ADİ ŞİRKETTE HİSSE HACZİ


ADİ ŞİRKETTE HİSSE HACZİ

I) Genel Olarak
Adi şirkette hisse haczi sık karşılaşılan bir hukuki kurum değildir. Bunun başlıca sebepleri, adi şirket denilen şirket tipinin genellikle kayıt dışı kurulması, ortaklık münasebetlerini saklamak maksadıyla kurulması, ortaklık ilişkisinin ispatının zor olması veya adi şirket tipinin çok yaygın uygulama alanı bulmaması olarak sıralanabilir.
Uygulamada genellikle adi şirket tipleri 5520 sayılı Kurumlar Vergisi Kanunu, 1 Seri Nolu Kurumlar Vergisi Tebliği ve 4734 sayılı Kamu İhale Kanun’unda   tanımlandığı üzere, işin zorluğu veyahut yüksek teknoloji gerektirmesi sebebiyle şirketlerin tek başına üstlenemeyecekleri[1] belirli işleri yapmak için bir araya gelen konsorsiyum veya iş ortaklıkları şeklinde kurulmaktadır.
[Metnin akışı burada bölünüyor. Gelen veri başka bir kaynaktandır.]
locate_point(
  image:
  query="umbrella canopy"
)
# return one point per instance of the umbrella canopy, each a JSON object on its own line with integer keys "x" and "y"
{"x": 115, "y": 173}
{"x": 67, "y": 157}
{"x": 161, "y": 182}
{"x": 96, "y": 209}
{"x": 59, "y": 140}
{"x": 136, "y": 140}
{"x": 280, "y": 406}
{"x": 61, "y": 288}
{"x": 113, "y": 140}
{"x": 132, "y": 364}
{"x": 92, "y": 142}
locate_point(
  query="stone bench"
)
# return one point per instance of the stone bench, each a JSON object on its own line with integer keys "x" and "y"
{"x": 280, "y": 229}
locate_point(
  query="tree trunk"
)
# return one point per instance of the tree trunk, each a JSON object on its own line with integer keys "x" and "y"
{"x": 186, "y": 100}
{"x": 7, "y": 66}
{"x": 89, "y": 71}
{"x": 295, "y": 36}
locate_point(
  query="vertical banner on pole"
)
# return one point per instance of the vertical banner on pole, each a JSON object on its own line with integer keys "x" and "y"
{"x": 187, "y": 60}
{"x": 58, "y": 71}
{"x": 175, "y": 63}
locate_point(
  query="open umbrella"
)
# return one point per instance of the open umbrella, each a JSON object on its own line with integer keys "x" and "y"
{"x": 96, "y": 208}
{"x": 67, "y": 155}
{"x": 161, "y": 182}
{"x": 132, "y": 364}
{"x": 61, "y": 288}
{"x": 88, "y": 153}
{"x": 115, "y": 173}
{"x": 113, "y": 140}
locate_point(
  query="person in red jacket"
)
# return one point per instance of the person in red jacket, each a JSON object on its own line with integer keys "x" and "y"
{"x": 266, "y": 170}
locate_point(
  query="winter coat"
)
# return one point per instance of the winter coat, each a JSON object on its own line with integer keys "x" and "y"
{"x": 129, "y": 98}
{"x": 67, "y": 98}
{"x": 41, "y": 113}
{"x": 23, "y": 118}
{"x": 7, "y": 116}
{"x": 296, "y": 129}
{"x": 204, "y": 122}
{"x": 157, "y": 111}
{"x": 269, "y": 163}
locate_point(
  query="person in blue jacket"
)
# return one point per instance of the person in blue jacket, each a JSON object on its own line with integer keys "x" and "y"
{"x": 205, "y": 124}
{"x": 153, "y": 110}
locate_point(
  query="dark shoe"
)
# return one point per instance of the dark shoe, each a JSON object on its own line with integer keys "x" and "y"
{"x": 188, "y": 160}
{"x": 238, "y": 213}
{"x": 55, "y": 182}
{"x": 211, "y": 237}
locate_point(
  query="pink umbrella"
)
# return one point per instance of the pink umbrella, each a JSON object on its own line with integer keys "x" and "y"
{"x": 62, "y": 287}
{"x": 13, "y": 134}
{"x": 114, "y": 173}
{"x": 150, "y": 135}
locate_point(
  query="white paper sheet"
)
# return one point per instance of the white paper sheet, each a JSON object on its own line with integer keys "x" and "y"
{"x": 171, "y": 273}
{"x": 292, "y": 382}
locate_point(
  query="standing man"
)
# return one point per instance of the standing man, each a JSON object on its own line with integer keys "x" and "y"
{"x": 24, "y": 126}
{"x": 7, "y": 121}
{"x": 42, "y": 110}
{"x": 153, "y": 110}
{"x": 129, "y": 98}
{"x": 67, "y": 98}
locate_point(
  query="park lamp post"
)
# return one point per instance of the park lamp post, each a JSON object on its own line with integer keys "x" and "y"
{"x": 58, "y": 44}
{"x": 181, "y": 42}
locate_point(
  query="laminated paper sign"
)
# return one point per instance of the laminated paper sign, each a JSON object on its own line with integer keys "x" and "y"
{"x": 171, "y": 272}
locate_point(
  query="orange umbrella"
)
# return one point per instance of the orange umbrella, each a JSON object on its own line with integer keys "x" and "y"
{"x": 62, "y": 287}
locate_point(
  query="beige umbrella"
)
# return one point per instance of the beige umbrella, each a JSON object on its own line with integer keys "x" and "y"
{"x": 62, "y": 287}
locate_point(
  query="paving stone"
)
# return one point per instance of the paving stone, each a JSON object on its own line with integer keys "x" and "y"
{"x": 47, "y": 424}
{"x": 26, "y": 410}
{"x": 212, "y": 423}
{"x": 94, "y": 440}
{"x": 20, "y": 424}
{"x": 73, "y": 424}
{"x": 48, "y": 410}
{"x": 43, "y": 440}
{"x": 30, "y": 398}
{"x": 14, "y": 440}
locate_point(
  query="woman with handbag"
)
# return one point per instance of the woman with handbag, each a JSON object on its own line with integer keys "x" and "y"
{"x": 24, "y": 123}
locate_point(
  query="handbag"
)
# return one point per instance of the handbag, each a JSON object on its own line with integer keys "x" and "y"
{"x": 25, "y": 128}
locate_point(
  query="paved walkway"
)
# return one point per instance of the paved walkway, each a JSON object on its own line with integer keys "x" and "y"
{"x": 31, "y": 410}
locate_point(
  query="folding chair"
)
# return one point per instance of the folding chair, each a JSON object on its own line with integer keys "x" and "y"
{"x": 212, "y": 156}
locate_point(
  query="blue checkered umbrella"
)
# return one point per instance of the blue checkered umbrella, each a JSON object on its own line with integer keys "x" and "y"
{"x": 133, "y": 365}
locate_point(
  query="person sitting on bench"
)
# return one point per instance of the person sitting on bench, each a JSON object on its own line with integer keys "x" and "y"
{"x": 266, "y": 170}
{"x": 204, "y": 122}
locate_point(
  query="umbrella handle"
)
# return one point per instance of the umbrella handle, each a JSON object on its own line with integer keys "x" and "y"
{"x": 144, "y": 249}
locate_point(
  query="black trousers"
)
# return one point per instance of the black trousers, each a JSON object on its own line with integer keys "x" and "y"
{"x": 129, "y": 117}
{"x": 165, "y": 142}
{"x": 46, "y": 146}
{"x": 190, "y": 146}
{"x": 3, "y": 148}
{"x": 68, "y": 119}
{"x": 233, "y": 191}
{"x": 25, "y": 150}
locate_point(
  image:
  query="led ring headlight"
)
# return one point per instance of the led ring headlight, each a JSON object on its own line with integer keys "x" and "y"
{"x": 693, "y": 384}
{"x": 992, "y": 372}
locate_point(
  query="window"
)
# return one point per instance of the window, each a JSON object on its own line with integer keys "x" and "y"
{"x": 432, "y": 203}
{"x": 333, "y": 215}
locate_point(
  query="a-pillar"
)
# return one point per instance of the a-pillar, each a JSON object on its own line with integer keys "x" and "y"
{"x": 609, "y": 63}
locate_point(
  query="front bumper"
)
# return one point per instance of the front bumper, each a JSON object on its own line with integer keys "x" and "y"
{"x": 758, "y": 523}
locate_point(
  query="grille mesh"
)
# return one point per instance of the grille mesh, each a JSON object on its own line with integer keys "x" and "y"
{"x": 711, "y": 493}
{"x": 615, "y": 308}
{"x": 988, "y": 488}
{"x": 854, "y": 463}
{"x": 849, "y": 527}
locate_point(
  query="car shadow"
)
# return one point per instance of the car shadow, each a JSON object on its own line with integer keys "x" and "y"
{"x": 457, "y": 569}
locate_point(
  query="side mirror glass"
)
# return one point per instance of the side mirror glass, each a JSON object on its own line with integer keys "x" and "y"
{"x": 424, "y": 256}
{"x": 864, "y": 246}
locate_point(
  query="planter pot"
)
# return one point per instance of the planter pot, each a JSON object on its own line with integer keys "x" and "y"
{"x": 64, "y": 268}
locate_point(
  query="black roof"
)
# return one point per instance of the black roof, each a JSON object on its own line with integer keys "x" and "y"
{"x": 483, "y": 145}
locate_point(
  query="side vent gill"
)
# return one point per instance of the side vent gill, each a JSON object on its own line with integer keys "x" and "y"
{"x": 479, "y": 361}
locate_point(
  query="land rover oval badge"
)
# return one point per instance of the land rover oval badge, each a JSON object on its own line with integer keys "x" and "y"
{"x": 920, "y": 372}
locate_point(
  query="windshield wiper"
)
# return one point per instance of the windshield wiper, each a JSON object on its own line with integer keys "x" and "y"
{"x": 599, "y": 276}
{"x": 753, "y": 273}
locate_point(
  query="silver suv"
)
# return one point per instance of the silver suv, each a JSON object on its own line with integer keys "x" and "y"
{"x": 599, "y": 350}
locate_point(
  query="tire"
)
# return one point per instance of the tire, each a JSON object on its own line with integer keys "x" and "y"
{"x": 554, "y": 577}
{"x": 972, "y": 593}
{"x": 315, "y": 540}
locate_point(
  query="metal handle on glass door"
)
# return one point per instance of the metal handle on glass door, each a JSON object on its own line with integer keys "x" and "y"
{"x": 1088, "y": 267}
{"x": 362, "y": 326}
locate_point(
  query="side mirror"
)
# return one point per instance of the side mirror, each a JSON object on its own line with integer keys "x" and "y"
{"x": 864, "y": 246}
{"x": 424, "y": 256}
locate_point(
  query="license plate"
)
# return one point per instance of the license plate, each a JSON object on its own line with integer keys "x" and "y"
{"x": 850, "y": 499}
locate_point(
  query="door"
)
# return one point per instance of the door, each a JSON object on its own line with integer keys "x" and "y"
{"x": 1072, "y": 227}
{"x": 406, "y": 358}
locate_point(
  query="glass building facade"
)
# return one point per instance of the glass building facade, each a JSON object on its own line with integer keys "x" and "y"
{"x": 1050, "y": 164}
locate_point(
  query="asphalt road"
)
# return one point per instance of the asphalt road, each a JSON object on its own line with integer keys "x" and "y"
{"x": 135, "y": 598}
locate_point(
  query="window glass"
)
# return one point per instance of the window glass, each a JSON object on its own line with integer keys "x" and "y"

Bu ortaklıklar ise belirli bir işin yapılması için bir araya geldikleri için geçici bir nitelik arz ettiklerinden, uyuşmazlıklar anlamında  uygulamaya fazla yön verememektedirler.
           
II) Adi Şirket ve Adi Şirketin Tüzel Kişiliği Meselesi
Bilindiği üzere adi şirket, ‘’adi ortaklık sözleşmesi’’ adı altında 6098 sayılı Türk Borçlar Kanunu’nun (TBK)  620 vd. maddelerinde düzenlenmiştir.  TBK’nın 620’nci maddesi şu şekildedir;  ‘’Adi ortaklık sözleşmesi, iki ya da daha fazla kişinin emeklerini ve mallarını ortak bir amaca erişmek üzere birleştirmeyi üstlendikleri sözleşmedir.
Bir ortaklık, kanunla düzenlenmiş ortaklıkların ayırt edici niteliklerini taşımıyorsa, bu bölüm hükümlerine tabi adi ortaklık sayılır .’’
Doktrinde adi ortaklık, sözleşmeyle kurulan ve bir müşterek amacın elde edilmesine hizmet eden kişi birliği olarak tanımlanmaktadır.[2] Bu tanımdan adi ortaklığın unsurları; kişi, sözleşme, katılım payı, amaç, affectio societatis (müşterek gayeye ulaşmak için birlikte çalışmak unsuru) şeklinde belirtilebilir.[3] Adi ortaklığın hangi amaçla kurulması gerektiği konusunda kanunda bir kısıtlamada bulunulmamıştır. Fakat bu şirketin kurulma amacı çoğu zaman kâr elde ederek kazanç paylaşmaktır. Bunun dışında yukarıda da belirttiğimiz gibi bazı yüksek teknoloji gerektiren veya geçici nitelik arz eden işlerin tamamlanması amacıyla da adi ortaklık kurulabilmektedir.
 Adi ortaklık tüzel kişiliği bulunmayan bir şahıs şirketidir. Adi şirketin malvarlığı konusunda ortaklar arasında iştirak halinde mülkiyet durumu geçerlidir. Dolayısıyla tüzel kişiliği bulunmayan adi şirketin hak ve fiil ehliyeti de bulunmamaktadır. Ancak tüzel kişiliği bulunmasa da mevzuatımızda Katma Değer Vergisi uygulamasında adi ortaklığın ortaklarından ayrı bir kişiliğinin olduğu kabul edilmektedir. Bu husus Katma Değer Vergisi Genel Uygulama Tebliği’nde[4] şu şekilde belirtilmektedir: ‘’ (…) KDV uygulamasında adi ortaklıklar, bağımsız işletme birimleri olarak ayrı vergi mükellefiyetine sahiptir. Buna göre; adi ortaklıklarca defter tutma, belge düzenleme, muhafaza ve ibraz gibi vergi ödevleri ile beyanname verme ve vergi ödeme gibi mükellefiyetlerinin ortaklarından ayrı olarak yerine getirilmesi, ortaklığın KDV ile ilgili hesaplarının, ortakların varsa şahsi işletmelerindeki işlemlerden ayrı yapılması gerekir.’’ 
‘’ (…) KDV yönünden işletme bazında değerlendirilen adi ortaklıklarda, KDV beyannamesi ortaklık adına düzenlenir ve ortaklardan birisi tarafından imzalanmak suretiyle ilgili vergi dairesine verilir.’’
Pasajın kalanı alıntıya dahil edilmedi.